The column below reflects the views of the author, and these opinions are neither endorsed nor supported by WisOpinion.com.

It felt better to be an American tonight.

After last week’s chaotic confrontation – let’s not call it a debate – between Donald Trump and Joe Biden, the Wednesday night encounter between vice presidential candidates Mike Pence and Kamala Harris was a relative exercise in civility.

Of course, Vice President Pence and U.S. Sen. Harris took turns dodging questions that begged for direct answers, and each violated time limits when it suited their interests. However, those are behaviors within the range of American televised debate traditions since Richard Nixon and John F. Kennedy met on a grainy, black-and-white screen in 1960.

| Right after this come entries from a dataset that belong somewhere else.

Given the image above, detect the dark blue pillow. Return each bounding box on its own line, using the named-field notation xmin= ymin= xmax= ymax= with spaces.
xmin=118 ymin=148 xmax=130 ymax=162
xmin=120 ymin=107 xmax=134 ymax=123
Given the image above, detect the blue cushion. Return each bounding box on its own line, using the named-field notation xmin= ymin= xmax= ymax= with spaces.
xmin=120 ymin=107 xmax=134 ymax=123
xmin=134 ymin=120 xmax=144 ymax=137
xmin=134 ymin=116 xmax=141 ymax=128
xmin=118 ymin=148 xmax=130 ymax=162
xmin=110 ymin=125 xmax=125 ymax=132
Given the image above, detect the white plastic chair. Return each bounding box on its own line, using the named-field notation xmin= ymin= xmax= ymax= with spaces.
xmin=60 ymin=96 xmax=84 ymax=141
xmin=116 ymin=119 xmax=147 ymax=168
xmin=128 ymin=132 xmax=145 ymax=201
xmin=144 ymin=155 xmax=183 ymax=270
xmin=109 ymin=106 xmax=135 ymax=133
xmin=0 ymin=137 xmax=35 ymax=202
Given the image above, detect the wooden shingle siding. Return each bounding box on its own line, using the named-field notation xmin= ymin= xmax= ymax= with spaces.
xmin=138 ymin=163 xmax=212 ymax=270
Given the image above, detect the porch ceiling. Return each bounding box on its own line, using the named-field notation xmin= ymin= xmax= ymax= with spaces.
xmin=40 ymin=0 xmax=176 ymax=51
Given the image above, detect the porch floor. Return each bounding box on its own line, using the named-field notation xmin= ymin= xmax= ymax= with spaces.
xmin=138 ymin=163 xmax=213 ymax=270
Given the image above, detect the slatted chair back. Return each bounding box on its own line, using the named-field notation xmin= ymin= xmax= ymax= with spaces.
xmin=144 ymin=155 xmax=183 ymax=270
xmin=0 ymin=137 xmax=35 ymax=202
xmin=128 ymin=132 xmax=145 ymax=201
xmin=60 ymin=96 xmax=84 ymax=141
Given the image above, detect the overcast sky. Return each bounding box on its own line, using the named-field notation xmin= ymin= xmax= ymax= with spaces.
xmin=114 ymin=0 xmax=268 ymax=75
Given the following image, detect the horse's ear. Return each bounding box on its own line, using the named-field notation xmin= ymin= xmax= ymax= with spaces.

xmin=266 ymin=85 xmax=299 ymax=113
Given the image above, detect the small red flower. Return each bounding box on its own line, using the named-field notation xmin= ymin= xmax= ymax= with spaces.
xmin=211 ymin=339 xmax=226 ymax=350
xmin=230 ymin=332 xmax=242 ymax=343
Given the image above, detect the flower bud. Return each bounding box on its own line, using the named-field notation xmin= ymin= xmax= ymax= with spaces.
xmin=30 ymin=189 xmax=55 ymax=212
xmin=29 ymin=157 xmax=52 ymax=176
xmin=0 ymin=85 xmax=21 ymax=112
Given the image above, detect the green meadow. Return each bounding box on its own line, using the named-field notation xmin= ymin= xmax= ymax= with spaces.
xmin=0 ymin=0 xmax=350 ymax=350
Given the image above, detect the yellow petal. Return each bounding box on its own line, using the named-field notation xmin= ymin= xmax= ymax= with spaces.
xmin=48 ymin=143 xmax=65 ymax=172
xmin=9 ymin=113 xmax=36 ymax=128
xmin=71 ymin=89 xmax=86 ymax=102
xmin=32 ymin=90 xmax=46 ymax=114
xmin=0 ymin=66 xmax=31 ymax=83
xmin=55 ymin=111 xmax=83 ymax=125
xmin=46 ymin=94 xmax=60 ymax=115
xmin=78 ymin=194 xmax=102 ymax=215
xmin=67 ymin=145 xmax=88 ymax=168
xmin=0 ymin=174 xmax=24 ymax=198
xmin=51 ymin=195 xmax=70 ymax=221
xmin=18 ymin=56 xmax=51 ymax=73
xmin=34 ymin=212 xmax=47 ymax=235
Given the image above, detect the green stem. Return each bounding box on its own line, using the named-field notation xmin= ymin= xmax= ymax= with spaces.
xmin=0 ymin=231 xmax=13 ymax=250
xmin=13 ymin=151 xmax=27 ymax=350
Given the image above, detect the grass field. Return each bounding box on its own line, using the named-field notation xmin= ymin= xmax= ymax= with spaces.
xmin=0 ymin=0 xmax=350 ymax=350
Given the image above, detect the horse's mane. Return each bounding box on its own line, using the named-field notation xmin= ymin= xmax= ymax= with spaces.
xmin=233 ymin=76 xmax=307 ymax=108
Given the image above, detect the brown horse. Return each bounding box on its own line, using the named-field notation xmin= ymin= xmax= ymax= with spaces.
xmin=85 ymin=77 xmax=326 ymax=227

In some ways, what didn’t happen is as important as what did occur. Pence and Harris, while forceful at times, were also respectful of one another. Pence declined to take the tact of male sovereignty in a world long dominated by men; Harris eschewed the route of playing the female political victim.

Both deserve credit for leaving their viewers with the feeling that is was essentially about differences in policy, outlook and ideology; not that it was a gender test.

Harris successfully re-introduced herself to an electorate that may have two or three time zones away from knowing who she was and what she has accomplished. That is no small test when, for most Americans, what they knew about Kamala Harris they had heard second-hand.

In an odd way, the same goes for Pence. He wasn’t exactly a stranger after nearly four years in office – but neither was he viewed as an independent thinker. For many people, Pence was thought of as Trump’s seconding motion … someone who could be counted upon, no matter what, to defend his bombastic boss. On Wednesday night, Pence showed himself to be a loyalist, but also someone who could be trusted to assume command if need be.

Who won? Perhaps we all did, simply by the fact that regardless of their disagreements on many issues, Pence and Harris chose not to be disagreeable.

— Still is president of the Wisconsin Technology Council and a former associate editor of the Wisconsin State Journal.